I will also try the latest version in the emulator. For me this is always a lot of guesswork since I am not sure which files need to be updated. #-) My emulator version is 3.0 2725. Could you provide a list which files need to be replaced?

Dieter


#89

Quote:
I will also try the latest version in the emulator. For me this is always a lot of guesswork since I am not sure which files need to be updated. #-) My emulator version is 3.0 2725. Could you provide a list which files need to be replaced?

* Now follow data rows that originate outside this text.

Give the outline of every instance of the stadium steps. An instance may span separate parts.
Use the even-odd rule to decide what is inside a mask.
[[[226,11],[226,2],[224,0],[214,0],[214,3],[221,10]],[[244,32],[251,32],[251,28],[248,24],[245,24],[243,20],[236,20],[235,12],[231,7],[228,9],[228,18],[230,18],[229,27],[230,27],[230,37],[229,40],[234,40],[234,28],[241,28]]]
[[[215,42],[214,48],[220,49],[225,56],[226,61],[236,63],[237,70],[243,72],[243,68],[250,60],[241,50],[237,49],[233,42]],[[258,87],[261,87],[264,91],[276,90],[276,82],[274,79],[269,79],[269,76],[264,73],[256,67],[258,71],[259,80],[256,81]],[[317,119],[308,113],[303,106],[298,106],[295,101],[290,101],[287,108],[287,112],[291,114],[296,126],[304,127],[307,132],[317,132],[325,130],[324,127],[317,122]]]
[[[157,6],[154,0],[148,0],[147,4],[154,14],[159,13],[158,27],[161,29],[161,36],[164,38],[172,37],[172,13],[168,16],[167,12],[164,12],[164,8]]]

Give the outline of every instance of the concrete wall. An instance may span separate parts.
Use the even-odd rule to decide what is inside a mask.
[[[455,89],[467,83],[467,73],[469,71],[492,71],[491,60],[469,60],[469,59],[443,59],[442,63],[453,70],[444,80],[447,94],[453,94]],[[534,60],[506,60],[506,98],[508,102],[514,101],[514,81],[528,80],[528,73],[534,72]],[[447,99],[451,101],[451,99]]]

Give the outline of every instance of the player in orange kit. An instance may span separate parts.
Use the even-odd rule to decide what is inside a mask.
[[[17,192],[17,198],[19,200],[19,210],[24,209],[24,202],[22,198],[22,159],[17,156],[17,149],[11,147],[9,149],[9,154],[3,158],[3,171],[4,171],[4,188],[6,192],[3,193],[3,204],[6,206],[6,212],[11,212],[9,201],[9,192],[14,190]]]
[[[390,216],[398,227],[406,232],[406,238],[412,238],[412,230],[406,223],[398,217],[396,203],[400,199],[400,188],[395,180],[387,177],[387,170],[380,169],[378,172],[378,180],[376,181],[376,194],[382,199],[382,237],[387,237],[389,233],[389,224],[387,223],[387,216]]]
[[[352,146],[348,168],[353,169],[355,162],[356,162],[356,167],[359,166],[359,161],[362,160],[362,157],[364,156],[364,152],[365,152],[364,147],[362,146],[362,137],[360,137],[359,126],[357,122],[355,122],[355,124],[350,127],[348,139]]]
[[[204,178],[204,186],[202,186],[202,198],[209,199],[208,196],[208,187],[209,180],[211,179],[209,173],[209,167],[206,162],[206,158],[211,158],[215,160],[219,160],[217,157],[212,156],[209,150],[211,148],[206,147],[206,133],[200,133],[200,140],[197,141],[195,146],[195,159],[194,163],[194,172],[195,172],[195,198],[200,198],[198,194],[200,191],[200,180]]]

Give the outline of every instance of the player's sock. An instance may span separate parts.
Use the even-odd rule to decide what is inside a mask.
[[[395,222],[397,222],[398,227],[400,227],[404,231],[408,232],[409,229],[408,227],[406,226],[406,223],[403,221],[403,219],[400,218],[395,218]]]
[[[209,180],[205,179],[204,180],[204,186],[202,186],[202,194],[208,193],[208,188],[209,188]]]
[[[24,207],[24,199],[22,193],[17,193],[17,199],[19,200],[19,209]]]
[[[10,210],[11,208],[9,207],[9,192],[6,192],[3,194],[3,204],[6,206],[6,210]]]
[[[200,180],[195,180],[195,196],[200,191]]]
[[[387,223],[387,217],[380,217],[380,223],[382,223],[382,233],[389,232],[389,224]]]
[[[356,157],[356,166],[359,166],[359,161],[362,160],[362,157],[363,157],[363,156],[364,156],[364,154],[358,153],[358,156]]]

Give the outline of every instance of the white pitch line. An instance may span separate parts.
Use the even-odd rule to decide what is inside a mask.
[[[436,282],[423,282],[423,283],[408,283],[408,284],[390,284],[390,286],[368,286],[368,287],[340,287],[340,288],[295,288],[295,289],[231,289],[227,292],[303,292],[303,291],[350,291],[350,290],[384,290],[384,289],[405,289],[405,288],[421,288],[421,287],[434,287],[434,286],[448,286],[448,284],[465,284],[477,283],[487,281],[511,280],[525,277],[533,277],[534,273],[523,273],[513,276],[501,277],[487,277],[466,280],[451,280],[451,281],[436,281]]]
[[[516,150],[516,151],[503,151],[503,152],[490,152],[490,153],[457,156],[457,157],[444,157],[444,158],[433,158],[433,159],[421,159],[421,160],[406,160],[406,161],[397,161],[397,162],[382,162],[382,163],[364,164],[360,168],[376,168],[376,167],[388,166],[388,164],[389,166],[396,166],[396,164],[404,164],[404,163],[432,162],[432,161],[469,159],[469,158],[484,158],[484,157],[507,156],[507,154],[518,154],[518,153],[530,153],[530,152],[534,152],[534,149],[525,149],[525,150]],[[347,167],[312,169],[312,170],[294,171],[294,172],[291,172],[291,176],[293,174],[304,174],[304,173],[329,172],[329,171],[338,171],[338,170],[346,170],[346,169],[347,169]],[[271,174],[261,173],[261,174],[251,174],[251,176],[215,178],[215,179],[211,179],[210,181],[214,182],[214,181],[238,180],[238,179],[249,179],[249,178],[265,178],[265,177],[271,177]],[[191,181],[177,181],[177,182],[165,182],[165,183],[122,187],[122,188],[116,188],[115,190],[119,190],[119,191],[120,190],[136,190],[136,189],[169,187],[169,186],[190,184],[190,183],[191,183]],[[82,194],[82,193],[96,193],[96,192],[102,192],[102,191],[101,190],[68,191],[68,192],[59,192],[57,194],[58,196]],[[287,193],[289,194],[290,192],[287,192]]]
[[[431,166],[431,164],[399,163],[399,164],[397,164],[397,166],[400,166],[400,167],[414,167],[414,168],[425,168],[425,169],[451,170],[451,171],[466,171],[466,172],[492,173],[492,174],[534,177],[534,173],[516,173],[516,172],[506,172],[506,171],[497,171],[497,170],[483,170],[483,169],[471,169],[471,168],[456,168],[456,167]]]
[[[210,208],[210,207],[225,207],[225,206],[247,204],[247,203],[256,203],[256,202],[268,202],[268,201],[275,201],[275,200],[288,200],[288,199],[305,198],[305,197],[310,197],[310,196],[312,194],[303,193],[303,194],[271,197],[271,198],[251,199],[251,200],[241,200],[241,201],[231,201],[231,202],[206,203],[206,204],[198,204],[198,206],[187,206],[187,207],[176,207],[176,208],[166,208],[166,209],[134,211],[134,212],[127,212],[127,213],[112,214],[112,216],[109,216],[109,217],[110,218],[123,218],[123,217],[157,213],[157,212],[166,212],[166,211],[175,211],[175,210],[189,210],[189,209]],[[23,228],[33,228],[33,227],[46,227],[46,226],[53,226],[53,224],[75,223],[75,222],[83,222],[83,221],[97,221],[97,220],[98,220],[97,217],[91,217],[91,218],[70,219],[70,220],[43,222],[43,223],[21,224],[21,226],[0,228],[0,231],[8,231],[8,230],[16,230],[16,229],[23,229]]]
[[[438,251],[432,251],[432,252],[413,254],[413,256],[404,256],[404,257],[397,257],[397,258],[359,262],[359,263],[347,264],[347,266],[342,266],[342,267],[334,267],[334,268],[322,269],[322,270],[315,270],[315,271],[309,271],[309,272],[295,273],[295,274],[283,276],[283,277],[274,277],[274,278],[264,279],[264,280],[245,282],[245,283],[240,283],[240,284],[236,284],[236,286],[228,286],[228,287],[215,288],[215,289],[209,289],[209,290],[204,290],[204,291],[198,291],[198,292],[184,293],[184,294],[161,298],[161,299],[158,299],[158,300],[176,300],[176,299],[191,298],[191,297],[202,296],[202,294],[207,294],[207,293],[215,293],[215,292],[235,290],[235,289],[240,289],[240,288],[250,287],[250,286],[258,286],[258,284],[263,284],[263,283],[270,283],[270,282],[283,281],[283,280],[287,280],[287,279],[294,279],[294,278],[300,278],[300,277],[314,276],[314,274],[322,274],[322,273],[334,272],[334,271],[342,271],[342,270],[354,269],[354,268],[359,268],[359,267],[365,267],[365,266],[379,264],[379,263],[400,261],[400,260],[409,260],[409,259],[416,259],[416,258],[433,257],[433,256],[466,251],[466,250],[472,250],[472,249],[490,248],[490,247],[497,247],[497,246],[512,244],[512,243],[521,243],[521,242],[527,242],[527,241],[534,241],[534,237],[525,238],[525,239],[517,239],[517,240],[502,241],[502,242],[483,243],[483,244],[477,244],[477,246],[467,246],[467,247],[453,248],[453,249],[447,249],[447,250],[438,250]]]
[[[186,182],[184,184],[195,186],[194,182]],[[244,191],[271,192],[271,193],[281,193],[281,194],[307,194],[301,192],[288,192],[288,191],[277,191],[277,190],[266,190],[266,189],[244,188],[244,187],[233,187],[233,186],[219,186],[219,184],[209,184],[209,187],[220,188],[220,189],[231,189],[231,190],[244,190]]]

Generally, wp34sgui.exe and wp34s-lib.dat from the windows bin directory should be fine. You may need to remove any older wp34s.dat file. If you want to use the assembler, update the tools directory contents, except for the .exe files which aren't up-to-date. You will need a working Perl installation.

The best way is to install SVN, check out the complete tree once and then just do an SVN update to become up-to-date.

EDIT: I've put up a new release file. This is the easiest option.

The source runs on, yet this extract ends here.